31

I changed from tf.train.Saver to the SavedModel format which surprisingly means loading my model from disk is a lot slower (instead of a couple of seconds it takes minutes). Why is this and what can I do to load the model faster?

I used to do this:

# Save model
saver = tf.train.Saver()
save_path = saver.save(session, model_path)

# Load model
saver = tf.train.import_meta_graph(model_path + '.meta')
saver.restore(session, model_path)

But now I do this:

# Save model
builder = tf.saved_model.builder.SavedModelBuilder(model_path)
builder.add_meta_graph_and_variables(session, [tf.saved_model.tag_constants.TRAINING])
builder.save()

# Load model
tf.saved_model.loader.load(session, [tf.saved_model.tag_constants.TRAINING], model_path)
bR3nD4n
  • 111
  • 10
Carl Thomé
  • 2,703
  • 3
  • 19
  • 41
  • Could you put together a graph/model that illustrates the issue? – Allen Lavoie May 30 '17 at 16:34
  • I tried reproducing the slowdown with ResNet50, VGG16 and Inception-v4 but they all loaded about as fast with both tf.train.Saver and SavedModel. Are you using any RNNs perhaps? Or some control flow like tf.while_loop? – Carl Thomé Sep 20 '17 at 08:57
  • What order of magnitude are we talking about? My model is just a fine-tuning of inception-v3, how long time did it take to load your version? Multiple minutes?
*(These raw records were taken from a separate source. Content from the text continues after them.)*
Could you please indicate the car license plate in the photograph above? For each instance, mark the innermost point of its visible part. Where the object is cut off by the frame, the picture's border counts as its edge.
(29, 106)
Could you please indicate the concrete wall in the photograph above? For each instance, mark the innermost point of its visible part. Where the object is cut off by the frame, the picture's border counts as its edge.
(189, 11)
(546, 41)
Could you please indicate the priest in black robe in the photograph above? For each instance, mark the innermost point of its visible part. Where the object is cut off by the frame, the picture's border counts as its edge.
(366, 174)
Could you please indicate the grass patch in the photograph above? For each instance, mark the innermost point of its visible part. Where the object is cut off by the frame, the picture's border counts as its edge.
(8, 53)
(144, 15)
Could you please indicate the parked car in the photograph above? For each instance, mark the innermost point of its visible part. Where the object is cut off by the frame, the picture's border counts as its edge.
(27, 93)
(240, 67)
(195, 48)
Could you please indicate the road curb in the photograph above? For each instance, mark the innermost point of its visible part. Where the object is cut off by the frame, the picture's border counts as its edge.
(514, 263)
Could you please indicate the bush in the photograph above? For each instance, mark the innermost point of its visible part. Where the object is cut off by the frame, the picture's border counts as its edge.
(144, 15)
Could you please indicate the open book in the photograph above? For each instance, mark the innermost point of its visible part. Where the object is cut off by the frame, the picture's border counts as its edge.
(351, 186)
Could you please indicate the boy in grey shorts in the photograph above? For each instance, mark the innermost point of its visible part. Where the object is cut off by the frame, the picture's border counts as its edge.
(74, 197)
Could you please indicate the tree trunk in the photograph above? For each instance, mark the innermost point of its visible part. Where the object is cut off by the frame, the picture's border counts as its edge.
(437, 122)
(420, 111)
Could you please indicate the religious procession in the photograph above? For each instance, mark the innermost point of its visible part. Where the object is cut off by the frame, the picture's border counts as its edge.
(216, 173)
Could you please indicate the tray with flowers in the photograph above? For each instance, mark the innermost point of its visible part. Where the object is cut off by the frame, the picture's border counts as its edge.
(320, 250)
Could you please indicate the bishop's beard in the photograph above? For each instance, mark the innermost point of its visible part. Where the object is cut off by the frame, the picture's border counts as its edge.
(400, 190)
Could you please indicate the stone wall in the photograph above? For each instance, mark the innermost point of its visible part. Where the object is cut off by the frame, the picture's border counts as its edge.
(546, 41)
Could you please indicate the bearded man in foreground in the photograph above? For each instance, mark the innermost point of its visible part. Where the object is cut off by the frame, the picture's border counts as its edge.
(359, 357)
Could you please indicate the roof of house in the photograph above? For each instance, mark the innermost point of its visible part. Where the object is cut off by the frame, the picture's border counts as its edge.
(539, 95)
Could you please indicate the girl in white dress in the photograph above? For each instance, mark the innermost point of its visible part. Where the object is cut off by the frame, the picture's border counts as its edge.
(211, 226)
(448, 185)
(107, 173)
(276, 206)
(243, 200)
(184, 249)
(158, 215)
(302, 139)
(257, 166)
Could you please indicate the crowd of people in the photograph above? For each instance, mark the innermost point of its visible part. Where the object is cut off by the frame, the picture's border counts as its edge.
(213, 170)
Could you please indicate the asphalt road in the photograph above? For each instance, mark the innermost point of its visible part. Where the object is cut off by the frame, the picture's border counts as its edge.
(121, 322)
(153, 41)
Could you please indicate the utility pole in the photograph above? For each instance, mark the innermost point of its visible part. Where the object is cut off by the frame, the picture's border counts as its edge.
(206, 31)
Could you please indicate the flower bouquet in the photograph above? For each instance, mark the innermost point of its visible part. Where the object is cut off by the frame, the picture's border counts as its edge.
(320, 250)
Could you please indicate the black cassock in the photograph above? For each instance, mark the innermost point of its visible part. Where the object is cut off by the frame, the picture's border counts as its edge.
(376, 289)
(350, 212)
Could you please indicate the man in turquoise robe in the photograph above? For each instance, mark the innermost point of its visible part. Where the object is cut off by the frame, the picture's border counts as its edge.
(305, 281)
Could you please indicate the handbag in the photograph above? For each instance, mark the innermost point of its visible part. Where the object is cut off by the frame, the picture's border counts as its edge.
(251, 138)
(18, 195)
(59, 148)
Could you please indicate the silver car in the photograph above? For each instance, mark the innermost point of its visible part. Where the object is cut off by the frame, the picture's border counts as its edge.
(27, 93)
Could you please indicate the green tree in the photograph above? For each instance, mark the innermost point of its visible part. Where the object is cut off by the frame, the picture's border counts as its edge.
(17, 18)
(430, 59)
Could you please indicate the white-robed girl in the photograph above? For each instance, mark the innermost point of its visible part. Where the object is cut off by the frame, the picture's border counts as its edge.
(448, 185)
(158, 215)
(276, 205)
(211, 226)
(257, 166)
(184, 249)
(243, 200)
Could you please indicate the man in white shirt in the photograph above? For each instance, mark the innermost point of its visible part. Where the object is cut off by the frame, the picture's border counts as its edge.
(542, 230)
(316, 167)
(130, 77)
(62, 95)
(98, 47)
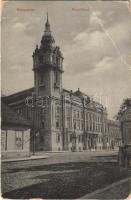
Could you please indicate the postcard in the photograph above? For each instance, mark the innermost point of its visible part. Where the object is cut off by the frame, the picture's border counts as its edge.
(66, 100)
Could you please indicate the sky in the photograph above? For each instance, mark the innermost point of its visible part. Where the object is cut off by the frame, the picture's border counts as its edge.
(94, 37)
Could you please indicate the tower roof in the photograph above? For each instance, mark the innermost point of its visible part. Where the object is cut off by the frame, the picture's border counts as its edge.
(47, 25)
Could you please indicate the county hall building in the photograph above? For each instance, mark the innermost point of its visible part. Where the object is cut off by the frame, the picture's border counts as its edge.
(61, 119)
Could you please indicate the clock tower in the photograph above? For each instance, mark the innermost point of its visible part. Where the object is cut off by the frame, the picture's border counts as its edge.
(48, 69)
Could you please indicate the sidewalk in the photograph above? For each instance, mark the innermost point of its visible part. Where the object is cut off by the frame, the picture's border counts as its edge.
(118, 190)
(32, 157)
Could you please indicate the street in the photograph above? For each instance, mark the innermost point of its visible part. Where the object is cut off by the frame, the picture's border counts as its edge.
(62, 175)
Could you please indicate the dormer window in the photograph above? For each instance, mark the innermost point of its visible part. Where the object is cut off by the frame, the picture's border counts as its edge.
(41, 80)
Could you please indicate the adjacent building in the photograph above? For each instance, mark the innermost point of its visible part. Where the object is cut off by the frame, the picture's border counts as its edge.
(124, 117)
(62, 119)
(114, 139)
(15, 134)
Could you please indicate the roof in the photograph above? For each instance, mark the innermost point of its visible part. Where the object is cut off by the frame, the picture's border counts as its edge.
(113, 122)
(9, 116)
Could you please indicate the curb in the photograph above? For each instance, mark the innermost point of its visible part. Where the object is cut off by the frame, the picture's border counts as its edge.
(90, 195)
(25, 159)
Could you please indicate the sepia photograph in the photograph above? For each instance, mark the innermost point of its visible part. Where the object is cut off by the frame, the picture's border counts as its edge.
(66, 100)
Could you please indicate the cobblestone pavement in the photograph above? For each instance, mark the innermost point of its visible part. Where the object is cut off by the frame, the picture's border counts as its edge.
(62, 175)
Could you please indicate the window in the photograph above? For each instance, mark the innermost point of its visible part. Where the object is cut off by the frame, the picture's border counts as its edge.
(19, 140)
(41, 79)
(57, 138)
(43, 124)
(70, 138)
(3, 140)
(77, 114)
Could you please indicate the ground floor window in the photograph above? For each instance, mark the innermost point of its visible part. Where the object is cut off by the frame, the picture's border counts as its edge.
(19, 140)
(57, 138)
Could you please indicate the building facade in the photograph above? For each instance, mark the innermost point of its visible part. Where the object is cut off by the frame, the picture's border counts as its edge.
(114, 135)
(62, 119)
(124, 117)
(15, 134)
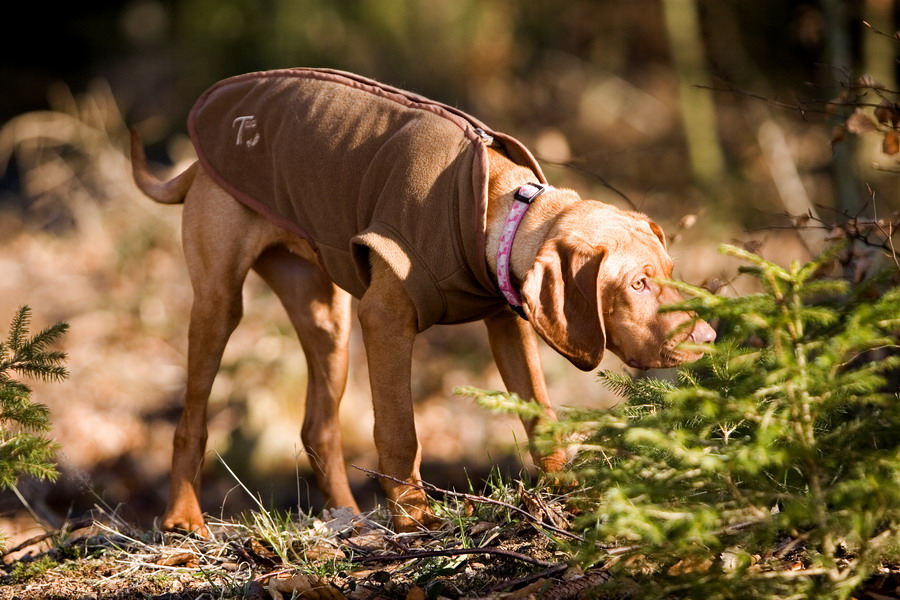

It is possible this is the correct amount of time, i'm trying to gauge where the problem is. – bw4sz Sep 21 '17 at 18:15
  • Compare the sizes of the resulted saved files. – igrinis Sep 25 '17 at 05:33
  • Does this occur during just training? Or does this happen at serving too? Also I'm looking at the underlying methods and the proto's that they are constructing. The old method returned a much smaller proto than the new one. See [THIS](https://github.com/tensorflow/tensorflow/blob/r1.3/tensorflow/core/protobuf/saved_model.proto) and [THIS](https://github.com/tensorflow/tensorflow/blob/r1.3/tensorflow/core/protobuf/meta_graph.proto). Looks like the new version allows repeated whole "models" in the same proto. – bR3nD4n Sep 28 '17 at 01:56
  • Are you able to profile the CPU or IO during the operation? Simply, does htop show a CPU / core pegged for the whole time? Does iotop show a constant operation? My guess is that there is something unoptimised happening during the slow operation that is causing a lot of unnecessary CPU work. This could be a poor algorithm for extracting the information that is needed, or something weird in the marshalling to output. First step though, check the server performance. – Phil Nov 06 '17 at 14:32

2 Answers2

2

I am by no ways an expert in Tensorflow, but if I had to take a guess as to why this is happening, I would say that:

  • tf.train.Saver(), saves a complete meta-graph. Therefore, all the information needed to perform any operations contained in your graph is already there. All tensorflow needs to do to load the model, is insert the meta-graph into the default/current graph and you're good to go.
  • The SavedModelBuilder() on the other hand, behind the scene creates a language agnostic representation of your operations and variables. Which means that the loading method has to extract all the information, then recreate all the operation and variables from your previous graph, and insert them into the default/current graph.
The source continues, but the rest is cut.